How high should our expectations be for television comedies? Are we satisfied with a show that makes us chuckle, that leaves us sitting on the couch 30 minutes later thinking, with a grinning half-shrug, “Well, that was pretty funny”?

Whitney

Pilot
Thursdays at 9:30 p.m.
NBC


“Whitney,” starring newcomer Whitney Cummings and Chris D’Elia (from the unjustly canceled “Glory Daze”), gives us some little laughs. The premise is simplistic: Cummings plays the independent woman not afraid to speak her mind, and D’Elia plays the supportive, and at times overwhelmed, boyfriend. Together with some cookie-cutter buddies, they move through contrived plots and talk about dull problems. In the pilot, Cummings finds herself at a friend’s wedding (which she interrupts with some manufactured rudeness), where she begins to wonder if her relationship with D’Elia is cooling. The long-term couple in a sitcom worrying about sex? Riveting!

Audiences have seen this before because it has been done before. And therein lies the fundamental problem with “Whitney.” We’ve all watched “Friends,” “Seinfeld,” “Everybody Loves Raymond” and all those formulaic sitcoms. They were great — 10 years ago. Today, though, there isn’t a market (or at least not a forward-thinking market that demands better things from television) for that kind of show. NBC is dragging concepts out of the attic with the hope of plucking a nostalgic string. But it isn’t nostalgic — it’s boring. And in today’s television landscape, tiredness is death.

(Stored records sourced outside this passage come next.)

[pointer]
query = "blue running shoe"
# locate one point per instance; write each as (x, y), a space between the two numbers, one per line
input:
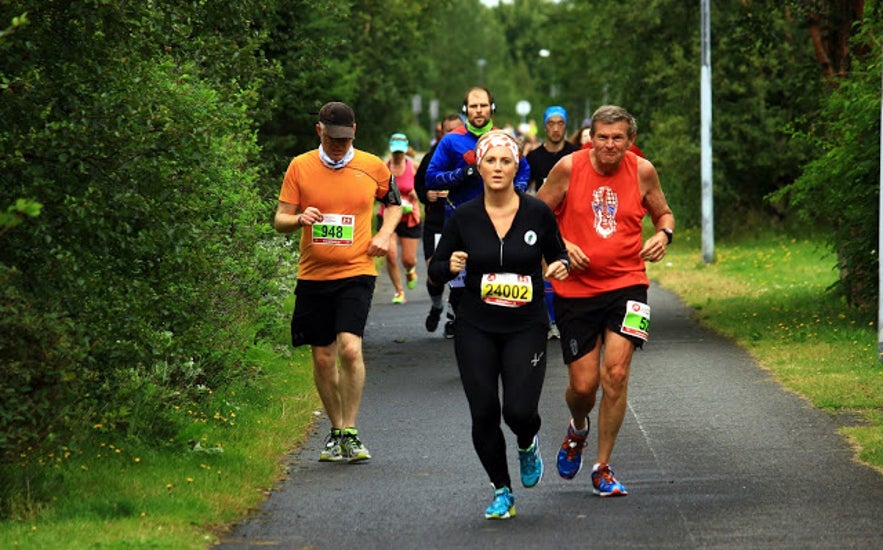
(503, 506)
(570, 456)
(604, 484)
(531, 463)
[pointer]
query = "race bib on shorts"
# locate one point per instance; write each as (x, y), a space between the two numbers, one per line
(506, 289)
(334, 229)
(637, 320)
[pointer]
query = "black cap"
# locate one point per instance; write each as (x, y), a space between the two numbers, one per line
(339, 120)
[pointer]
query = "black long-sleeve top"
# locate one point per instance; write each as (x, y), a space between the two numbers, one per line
(532, 237)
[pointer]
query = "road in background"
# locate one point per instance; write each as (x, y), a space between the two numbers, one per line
(714, 452)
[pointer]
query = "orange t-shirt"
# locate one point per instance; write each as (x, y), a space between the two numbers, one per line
(602, 215)
(347, 195)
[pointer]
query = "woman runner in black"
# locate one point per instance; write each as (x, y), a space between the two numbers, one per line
(501, 239)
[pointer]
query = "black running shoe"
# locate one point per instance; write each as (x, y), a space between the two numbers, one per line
(449, 330)
(433, 318)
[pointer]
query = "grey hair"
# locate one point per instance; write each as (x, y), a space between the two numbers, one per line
(610, 114)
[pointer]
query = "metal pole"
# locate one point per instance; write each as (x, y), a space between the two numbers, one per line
(705, 104)
(880, 242)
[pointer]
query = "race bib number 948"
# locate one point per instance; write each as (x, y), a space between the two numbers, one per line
(334, 229)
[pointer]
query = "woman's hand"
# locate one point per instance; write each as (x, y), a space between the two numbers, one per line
(557, 270)
(458, 261)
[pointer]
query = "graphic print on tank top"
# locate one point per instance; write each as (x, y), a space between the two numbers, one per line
(604, 204)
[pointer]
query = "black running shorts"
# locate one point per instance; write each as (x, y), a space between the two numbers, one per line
(324, 309)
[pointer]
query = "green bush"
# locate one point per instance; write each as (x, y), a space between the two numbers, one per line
(138, 285)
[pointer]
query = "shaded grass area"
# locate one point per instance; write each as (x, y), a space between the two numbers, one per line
(771, 295)
(183, 494)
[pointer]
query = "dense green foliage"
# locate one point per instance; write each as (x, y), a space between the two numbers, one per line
(135, 284)
(839, 188)
(143, 143)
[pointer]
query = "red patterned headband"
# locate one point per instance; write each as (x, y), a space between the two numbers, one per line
(496, 139)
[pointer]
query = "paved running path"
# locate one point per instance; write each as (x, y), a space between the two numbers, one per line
(714, 452)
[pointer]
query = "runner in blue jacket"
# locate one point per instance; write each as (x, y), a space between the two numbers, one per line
(453, 164)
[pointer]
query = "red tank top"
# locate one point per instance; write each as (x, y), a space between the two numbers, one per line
(602, 214)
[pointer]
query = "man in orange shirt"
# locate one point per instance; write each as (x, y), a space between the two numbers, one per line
(328, 193)
(600, 196)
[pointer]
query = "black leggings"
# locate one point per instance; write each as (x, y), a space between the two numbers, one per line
(519, 360)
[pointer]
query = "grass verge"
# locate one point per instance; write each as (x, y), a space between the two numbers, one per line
(769, 294)
(184, 494)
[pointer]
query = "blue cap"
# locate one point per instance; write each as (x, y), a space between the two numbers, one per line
(554, 110)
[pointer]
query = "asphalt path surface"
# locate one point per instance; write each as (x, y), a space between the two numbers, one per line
(714, 452)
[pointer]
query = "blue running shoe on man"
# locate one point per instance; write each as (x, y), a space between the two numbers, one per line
(503, 506)
(531, 463)
(604, 484)
(570, 456)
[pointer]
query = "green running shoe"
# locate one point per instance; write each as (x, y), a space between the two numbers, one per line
(503, 506)
(351, 447)
(332, 451)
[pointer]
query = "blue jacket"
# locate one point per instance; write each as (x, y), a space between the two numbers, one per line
(447, 169)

Audiences want something that “Whitney” lacks: depth. Looking forward, it’s almost impossible to conceive where we can be taken that we haven’t been before. Cummings and D’Elia have their characters, and these characters have good and bad traits. The problem is, we can’t see any room for growth within these traits. It feels as though we have been given sheets of paper saying, “This is what Cummings is like. Here’s what D’Elia is like. This friend, she was dumped, so she’s grouchy. This friend, she’s happy. OK, now we are going to put them in situations and they will react as expected.”

It could be funny, but it certainly isn’t interesting. It won’t bring people back week after week. “Whitney” may be able to stir up enough sets and plots to keep these characters busy for a few episodes, but eventually audiences will catch on and it will run out of steam. If there’s one redeeming quality to “Whitney,” it allows us to recognize television is getting better: This type of show simply isn’t acceptable anymore.

D’Elia calls Cummings “Whit,” an attempt by the writers to manufacture some colloquial-ness between the lovers. He says it like a new friend who is using a nickname from an inside joke he was never a part of, so that you look at him and think, “You’re ruining it.”

“Whitney” as a whole operates in the same way. The jokes, the laugh-track, the characters — they leave us grimacing at the screen thinking, “You weren’t there when it was funny. Why are you bringing it up now?”